• False Advertising Claims
    Commercial Law

    It Matters What You Say – False Advertising Claims

    When considering a claim of false advertising it’s first important to understand what “advertising” is.  Typically, advertising is defined as commercial speech, made for the purpose of influencing someone to buy a product or service, that is then disseminated to the relevant audience.

    But speech is often misconstrued and it depends on the reader or listener what message is actually conveyed.  That is why a claim of false advertising is evaluated from the perspective of the consumer.

    If there is a claim of false advertising, it’s important to understand who can bring the claim?  First, the government can bring a claim with agencies such as the Federal Trade Commission, State Attorneys General, etc.  Competing companies can also bring claims under federal statutes such as the Lanham Act and some state laws.  Consumers may also bring claims and typically do so in the form of a class action.

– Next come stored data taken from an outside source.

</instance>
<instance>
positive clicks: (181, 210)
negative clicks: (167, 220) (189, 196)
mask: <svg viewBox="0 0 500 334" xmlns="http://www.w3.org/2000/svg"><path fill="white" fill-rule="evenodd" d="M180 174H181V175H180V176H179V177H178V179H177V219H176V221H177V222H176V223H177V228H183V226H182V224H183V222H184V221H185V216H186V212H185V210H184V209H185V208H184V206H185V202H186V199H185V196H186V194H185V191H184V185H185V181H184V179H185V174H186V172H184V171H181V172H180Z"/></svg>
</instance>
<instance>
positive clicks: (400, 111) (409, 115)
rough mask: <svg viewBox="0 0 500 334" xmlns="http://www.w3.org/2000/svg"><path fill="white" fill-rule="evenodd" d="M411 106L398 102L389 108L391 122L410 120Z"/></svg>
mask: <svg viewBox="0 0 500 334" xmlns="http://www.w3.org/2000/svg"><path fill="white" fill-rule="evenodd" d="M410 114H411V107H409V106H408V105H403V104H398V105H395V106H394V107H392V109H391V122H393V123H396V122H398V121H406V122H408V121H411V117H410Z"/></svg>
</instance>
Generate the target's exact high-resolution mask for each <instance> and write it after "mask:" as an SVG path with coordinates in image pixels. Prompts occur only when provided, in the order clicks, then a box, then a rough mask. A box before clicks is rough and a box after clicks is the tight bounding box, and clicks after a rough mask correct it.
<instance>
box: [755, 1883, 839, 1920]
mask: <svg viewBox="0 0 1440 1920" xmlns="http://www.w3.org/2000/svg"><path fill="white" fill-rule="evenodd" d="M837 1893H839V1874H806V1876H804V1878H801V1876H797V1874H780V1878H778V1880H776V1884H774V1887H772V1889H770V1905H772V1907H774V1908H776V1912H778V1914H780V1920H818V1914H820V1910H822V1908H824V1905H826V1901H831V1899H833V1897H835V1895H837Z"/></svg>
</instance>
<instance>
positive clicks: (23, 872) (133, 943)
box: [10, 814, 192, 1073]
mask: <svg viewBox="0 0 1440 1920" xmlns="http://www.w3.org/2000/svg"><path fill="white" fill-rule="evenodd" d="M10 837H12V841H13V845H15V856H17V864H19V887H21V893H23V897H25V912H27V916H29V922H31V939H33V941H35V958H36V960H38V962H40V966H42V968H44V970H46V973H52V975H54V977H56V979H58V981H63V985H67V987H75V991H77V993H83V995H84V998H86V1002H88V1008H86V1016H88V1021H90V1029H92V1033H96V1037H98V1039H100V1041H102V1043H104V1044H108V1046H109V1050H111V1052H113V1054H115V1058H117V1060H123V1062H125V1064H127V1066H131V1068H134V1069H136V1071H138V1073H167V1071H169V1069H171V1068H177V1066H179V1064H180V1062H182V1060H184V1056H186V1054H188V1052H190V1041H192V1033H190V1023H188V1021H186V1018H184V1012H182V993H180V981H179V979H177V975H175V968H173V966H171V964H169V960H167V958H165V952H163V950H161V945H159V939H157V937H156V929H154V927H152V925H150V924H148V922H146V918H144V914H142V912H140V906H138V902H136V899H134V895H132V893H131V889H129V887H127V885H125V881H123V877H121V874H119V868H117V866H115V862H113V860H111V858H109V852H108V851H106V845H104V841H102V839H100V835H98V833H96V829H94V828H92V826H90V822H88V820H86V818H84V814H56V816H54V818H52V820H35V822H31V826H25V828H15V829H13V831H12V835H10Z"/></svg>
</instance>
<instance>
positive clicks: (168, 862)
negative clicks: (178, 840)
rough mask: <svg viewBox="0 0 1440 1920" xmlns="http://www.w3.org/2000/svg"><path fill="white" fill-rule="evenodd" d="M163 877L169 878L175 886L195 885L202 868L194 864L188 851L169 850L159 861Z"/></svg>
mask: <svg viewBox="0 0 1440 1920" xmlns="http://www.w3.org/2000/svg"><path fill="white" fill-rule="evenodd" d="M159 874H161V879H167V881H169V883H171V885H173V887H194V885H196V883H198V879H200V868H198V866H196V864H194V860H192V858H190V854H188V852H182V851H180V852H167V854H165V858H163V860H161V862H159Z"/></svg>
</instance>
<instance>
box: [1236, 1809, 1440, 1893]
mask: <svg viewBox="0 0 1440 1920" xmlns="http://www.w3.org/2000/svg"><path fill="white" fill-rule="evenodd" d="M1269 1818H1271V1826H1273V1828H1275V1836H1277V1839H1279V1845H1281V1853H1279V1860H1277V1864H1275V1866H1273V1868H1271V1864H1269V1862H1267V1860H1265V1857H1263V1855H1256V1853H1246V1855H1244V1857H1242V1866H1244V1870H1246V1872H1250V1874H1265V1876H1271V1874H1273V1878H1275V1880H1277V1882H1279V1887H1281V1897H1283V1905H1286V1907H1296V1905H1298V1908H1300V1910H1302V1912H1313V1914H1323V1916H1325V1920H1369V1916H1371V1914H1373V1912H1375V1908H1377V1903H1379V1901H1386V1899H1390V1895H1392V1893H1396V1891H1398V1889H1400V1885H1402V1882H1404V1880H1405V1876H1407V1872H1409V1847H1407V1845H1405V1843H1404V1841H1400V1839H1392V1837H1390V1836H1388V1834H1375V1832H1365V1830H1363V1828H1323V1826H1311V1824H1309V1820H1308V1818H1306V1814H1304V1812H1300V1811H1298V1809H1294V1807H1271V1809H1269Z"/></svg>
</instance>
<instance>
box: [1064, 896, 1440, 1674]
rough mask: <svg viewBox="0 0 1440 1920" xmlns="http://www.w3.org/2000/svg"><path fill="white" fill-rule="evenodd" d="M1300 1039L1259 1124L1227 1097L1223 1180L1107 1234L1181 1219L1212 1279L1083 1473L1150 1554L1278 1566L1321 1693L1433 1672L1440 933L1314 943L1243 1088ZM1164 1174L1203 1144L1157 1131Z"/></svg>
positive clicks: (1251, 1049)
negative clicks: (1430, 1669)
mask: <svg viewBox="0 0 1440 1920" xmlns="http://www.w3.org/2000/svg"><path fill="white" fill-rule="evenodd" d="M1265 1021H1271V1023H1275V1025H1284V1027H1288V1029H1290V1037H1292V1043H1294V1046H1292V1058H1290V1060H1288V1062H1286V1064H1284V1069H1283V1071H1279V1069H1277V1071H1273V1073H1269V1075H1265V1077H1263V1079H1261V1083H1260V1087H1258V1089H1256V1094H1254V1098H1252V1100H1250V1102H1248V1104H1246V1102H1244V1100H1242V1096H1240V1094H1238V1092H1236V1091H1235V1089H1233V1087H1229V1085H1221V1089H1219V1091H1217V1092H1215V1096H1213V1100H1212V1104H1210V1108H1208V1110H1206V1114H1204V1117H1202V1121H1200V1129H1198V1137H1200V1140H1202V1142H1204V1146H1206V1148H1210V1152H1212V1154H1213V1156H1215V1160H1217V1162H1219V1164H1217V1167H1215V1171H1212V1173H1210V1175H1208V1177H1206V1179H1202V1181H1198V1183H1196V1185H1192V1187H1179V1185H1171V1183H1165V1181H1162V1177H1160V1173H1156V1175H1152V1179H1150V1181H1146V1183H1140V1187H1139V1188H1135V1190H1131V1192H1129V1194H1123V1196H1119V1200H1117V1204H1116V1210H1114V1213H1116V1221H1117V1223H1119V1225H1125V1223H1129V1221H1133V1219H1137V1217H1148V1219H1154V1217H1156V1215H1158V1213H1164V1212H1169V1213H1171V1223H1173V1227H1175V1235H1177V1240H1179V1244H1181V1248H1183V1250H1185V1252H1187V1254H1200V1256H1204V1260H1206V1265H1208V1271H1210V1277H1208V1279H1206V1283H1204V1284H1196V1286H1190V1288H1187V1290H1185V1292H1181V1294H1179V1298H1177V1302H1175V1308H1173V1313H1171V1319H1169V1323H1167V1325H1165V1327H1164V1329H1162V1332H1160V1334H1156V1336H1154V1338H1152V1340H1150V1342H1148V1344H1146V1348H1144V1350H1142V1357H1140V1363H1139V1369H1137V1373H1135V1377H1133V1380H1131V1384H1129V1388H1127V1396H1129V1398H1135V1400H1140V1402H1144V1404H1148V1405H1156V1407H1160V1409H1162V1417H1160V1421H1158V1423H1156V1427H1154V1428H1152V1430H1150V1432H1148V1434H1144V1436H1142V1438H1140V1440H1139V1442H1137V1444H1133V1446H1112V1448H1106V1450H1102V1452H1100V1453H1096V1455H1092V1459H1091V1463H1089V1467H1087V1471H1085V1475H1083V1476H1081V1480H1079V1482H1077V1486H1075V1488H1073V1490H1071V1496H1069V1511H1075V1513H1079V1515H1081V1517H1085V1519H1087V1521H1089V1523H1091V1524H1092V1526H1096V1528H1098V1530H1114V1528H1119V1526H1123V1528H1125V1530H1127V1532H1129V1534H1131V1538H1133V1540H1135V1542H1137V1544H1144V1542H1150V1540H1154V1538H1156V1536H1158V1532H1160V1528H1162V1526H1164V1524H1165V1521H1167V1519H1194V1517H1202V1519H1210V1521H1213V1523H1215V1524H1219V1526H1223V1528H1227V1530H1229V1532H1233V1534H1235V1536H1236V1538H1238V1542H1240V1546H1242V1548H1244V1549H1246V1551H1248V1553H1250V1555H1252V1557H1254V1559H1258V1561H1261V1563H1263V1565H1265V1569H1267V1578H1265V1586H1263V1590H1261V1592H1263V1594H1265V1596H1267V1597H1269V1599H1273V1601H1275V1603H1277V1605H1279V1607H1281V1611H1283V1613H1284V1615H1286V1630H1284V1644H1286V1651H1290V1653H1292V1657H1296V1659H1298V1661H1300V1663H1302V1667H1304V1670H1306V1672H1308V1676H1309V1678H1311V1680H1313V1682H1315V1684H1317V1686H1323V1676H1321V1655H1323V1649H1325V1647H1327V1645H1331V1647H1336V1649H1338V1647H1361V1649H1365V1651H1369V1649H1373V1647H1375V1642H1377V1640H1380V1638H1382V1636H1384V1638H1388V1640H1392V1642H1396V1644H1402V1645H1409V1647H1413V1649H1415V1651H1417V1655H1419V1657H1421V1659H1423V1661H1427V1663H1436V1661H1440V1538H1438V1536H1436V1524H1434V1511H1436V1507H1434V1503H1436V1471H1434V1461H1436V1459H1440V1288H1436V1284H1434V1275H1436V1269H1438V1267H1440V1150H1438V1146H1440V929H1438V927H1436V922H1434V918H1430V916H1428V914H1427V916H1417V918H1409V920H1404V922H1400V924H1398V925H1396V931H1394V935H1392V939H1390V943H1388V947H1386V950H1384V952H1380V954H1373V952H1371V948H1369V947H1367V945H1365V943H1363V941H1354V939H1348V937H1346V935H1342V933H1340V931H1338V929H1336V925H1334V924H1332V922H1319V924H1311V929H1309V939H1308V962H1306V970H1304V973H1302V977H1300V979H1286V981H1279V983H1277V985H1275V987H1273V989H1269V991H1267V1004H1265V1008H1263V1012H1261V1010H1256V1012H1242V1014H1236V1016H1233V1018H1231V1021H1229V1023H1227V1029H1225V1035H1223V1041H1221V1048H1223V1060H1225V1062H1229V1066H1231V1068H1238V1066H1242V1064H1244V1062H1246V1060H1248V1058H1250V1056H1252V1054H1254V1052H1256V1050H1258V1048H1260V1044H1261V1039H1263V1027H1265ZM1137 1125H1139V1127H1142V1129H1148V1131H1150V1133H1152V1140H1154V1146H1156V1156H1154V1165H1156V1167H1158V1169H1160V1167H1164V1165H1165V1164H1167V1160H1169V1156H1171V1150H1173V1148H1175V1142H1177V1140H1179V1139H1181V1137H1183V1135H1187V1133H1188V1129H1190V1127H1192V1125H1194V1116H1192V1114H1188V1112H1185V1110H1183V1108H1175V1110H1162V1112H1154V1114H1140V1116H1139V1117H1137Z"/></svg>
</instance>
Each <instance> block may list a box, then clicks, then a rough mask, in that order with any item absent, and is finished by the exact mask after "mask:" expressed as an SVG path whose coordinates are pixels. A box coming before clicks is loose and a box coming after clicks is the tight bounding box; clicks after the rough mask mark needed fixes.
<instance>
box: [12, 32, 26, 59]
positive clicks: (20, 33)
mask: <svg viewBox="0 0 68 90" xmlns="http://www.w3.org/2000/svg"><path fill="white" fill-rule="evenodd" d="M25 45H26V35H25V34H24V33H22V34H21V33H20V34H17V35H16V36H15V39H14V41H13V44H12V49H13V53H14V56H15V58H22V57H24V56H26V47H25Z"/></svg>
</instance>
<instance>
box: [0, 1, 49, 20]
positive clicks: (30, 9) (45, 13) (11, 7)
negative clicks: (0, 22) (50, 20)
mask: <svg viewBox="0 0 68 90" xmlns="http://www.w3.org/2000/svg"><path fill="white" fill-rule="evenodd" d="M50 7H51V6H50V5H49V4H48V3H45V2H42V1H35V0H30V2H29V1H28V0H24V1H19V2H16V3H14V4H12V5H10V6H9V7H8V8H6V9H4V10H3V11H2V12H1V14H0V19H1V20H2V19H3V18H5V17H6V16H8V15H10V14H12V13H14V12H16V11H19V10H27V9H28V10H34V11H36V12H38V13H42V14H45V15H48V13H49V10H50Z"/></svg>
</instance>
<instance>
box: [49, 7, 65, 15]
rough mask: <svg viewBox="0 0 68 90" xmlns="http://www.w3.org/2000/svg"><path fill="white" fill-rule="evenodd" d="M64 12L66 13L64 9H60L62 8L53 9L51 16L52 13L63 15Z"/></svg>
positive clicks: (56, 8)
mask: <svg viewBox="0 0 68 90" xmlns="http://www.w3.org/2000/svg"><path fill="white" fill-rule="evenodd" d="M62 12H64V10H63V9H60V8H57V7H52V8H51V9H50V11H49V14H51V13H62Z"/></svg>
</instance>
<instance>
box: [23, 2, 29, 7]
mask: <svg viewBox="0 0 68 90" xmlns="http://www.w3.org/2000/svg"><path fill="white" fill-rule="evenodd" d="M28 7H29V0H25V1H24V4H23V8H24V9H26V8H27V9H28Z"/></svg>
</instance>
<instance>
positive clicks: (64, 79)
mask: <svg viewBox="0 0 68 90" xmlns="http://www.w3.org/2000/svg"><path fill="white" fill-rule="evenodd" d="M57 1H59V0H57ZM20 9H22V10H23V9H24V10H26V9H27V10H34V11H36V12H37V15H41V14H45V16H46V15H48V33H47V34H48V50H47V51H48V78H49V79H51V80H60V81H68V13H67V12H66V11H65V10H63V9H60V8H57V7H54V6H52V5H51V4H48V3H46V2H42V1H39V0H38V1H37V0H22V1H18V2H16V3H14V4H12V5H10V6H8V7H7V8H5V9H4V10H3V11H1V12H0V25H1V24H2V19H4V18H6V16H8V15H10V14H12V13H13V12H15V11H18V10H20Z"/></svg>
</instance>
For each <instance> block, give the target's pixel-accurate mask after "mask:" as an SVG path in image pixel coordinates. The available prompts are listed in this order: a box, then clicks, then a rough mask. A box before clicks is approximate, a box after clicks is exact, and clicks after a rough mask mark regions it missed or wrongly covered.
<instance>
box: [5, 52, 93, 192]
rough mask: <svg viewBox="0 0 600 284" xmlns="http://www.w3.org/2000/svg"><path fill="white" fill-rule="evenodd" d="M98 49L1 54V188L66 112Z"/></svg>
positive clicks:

    To proceed with a false advertising claim the claim itself must be substantiated. This is a term of art and has special meaning in this contact.  To substantiate a false advertising claim you must:

    • Competitive claims must be true. They are also prohibited from being misleading.  What can constitute misleading?  Omitting material facts, using suspect or convoluted phrasing, apples and oranges comparisons.
    • Claims must be validated: Saying something true is not good enough, claims must be validated in a measured and reliable way, with supporting documents.